To be sure, for a long time, questions have been raised on the rationale behind inclusion of any stock in the index, how it seems arbitrary at times and why some stocks aren't included despite being eligible. There have also been murmurs of external influence, whether regulatory or non-regulatory. While that may be tough to prove, there is surely lack of data disclosure to justify inclusion and exclusion in an index.

It's not just that the country’s two stock exchanges do not follow the same method for index changes, they also don’t have a reason to justify the framework implemented.

Look at what is happening with Jio Financial Services that listed on Aug. 21. Both the exchanges followed a similar path, maintaining that the stock will stay in the index and will be removed after three days if the shares didn't hit the price band for two successive days. 

Jio Financial Services hit the lower price band for five straight days before it snapped out of the circuit limit.

Midway, the Bombay Stock Exchange changed the rule. JFS will be removed from the index unless it hits the lower price band on the third day after its removal was deferred, BSE said. Upper limit is not a concern.

NSE, however, continues with its initial framework: JFS won't be excluded from indices until it does not hit upper or lower price band for two consecutive days.

This ad hoc manner of index management needs intervention.

In the developed markets, companies prefer to list a stock on one stock exchange and very rarely on multiple bourses unless it is through a depository receipt route. But DRs are not part of any index. So, life is easy for index managers. In India, the same stock is listed on two exchanges and is eligible to be on indices of the respective bourse. 

But there is lack of disclosure on what goes into the inclusion or exclusion of stocks in an index. The exchanges have eligibility criteria, including average volume traded, beta of a stock, impact costs, trading history, and liquidity. What is not disclosed is why stocks are excluded despite being eligible.

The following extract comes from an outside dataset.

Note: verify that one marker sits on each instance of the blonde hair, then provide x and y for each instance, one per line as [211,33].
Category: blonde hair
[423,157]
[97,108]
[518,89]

Global index compilers, such as MSCI and FTSE Russell, release a detailed document at the time of the review. Such a disclosure is absent from Indian stock exchanges, and calls to seek this information more often than not hit a wall. The call to the regulator doesn’t help either as it relates to internal functioning of a stock exchange, though the index management framework requires SEBI's approval. 

The same applies to which stocks can be included in the derivatives segment. According to market participants, even if stocks meet liquidity and trading guidelines for inclusion and exclusion, the list requires the regulator to come on board. And the regulator does not provide reasons to the exchanges or answers queries raised on the issue. 

Nifty Indices, an NSE arm, recently came out with a discussion paper which, if implemented, will require non-derivatives stocks to be removed from the NSE 500 index. Its implementation was put in abeyance ahead of the NSE index review in September. Why was it put in abeyance? Certain companies that are part of NSE 500 would have been removed as they aren't in the derivatives segment but are part of the index.

A logical question is how can a stock be eligible to be in an index but not in derivatives?

If the regulatory regime is becoming principle- and disclosure-based, then exchanges need to set an example.

Sajeet Manghat is Executive Editor at BQ Prime.